OUTCOMES OF MINI-PERCUTANEOUS NEPHROLITHOTOMY OF KIDNEY STONES WITH STABILIZED URINARY TRACT INFECTION AT THAI NGUYEN NATIONAL HOSPITAL

Van Thiep Hoang1,2, , Duc Quy Tran1, Thi Hong Anh Vu1, Ngoc Tuan Tran2
1 Bộ môn Ngoại, Trường Đại học Y Dược - Đại học Thái Nguyên
2 Khoa Ngoại Tiết niệu, Bệnh viện Trung ương Thái Nguyên

Main Article Content

Abstract

Objectives: To evaluate the results of mini percutaneous nephrolithotomy (mini-PCNL) for the treatment of kidney stones with stabilized urinary tract infection. Methods: A descriptive study was conducted on 40 patients who underwent surgery at Thai Nguyen National Hospital from January 2024 to March 2025. Results: Mean stone size was 42.1 ± 18.6mm. According to the Guy’s Stone score, grade II accounted for 66.7%, while grades III and IV accounted for 16.7% and 9.5%. Escherichia coli was the most common causative pathogen of urinary tract infections. Multidrug-resistant bacteriuria was identified in 32.5% of patients.
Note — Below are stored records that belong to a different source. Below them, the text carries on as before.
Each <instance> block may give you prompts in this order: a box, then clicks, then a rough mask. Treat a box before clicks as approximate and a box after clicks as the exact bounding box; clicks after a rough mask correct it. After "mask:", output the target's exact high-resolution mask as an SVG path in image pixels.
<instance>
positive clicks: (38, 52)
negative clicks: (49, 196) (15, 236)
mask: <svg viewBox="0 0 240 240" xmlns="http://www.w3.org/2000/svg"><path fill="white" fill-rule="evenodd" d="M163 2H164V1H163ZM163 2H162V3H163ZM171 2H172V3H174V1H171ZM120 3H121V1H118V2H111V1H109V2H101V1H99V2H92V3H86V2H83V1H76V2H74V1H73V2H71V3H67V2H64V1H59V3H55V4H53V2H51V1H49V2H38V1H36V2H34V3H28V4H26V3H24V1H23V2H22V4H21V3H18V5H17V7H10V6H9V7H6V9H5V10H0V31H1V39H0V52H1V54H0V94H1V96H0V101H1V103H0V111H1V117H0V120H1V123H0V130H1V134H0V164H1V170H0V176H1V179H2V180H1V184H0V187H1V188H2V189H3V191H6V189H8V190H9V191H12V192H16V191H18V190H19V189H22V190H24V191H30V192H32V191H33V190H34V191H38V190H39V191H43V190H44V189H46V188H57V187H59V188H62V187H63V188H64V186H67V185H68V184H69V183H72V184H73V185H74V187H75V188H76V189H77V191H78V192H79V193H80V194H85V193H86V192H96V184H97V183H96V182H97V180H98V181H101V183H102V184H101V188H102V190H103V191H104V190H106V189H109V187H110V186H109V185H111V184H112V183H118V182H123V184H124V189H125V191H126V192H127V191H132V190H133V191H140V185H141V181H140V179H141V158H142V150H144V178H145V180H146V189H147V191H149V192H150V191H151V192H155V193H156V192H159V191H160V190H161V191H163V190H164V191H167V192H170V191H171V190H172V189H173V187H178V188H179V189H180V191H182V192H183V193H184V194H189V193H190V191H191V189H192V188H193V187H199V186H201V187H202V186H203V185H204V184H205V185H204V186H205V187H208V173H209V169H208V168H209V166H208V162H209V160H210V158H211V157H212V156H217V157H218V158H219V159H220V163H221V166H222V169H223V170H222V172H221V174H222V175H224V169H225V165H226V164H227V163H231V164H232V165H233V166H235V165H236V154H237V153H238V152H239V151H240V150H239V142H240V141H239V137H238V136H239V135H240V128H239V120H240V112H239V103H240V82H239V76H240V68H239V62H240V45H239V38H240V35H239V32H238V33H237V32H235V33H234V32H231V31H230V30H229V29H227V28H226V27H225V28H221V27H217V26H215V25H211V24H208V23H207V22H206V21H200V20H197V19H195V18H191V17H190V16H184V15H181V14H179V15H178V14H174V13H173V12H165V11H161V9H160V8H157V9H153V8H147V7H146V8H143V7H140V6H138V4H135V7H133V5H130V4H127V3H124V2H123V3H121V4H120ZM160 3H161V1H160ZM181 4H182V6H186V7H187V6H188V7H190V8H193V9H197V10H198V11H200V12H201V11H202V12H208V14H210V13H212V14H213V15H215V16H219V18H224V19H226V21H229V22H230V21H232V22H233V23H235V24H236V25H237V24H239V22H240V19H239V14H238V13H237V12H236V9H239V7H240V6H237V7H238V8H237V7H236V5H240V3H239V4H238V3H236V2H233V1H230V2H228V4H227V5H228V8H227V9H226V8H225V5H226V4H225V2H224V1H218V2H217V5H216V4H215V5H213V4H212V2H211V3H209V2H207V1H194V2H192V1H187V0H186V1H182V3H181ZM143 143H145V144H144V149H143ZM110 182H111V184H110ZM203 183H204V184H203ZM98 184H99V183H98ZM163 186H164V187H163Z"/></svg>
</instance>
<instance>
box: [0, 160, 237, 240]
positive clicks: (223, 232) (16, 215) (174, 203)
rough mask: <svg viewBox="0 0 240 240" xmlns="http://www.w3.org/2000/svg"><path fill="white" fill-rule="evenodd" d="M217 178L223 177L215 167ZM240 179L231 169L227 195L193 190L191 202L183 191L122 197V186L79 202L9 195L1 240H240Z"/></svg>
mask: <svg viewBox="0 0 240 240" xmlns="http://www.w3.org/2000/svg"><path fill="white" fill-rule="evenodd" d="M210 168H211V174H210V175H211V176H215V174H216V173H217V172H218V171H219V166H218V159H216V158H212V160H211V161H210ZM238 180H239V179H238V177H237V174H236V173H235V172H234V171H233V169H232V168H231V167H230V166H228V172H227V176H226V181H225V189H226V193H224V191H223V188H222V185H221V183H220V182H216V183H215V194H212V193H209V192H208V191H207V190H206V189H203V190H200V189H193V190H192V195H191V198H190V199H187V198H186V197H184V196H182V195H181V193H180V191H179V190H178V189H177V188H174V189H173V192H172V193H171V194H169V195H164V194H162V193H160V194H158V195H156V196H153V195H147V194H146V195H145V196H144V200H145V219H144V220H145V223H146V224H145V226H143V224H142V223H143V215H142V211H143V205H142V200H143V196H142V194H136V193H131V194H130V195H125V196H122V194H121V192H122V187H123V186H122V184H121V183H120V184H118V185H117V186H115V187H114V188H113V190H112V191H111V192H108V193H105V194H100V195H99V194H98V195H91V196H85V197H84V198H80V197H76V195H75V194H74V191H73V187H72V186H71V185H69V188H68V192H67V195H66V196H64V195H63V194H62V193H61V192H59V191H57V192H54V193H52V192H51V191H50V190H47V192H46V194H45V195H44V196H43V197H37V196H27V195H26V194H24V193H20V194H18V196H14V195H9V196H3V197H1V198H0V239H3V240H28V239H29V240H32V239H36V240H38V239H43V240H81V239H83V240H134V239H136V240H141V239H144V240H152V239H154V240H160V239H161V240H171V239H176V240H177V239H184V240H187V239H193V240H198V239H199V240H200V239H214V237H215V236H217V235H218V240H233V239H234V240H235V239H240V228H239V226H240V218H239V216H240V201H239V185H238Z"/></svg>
The median duration of preoperative antibiotic therapy was 6.5 days. The stone-free rate was 69%. Overall complication rate was 17.5%, including postoperative fever (2.4%), systemic inflammatory response syndrome (7.1%), septic shock (2.4%), and bleeding requiring blood transfusion 4.8%. The median postoperative treatment time was 5 days. Conclusion: Mini percutaneous nephrolithotomy is an effective and relatively safe method for treating kidney stones with controlled urinary tract infections, achieving a rate of 69% and a postoperative complication rate of 17.5%. Preoperatively, a stone-free management of urinary tract infections plays a critical role in reducing the risk of postoperative infectious complications.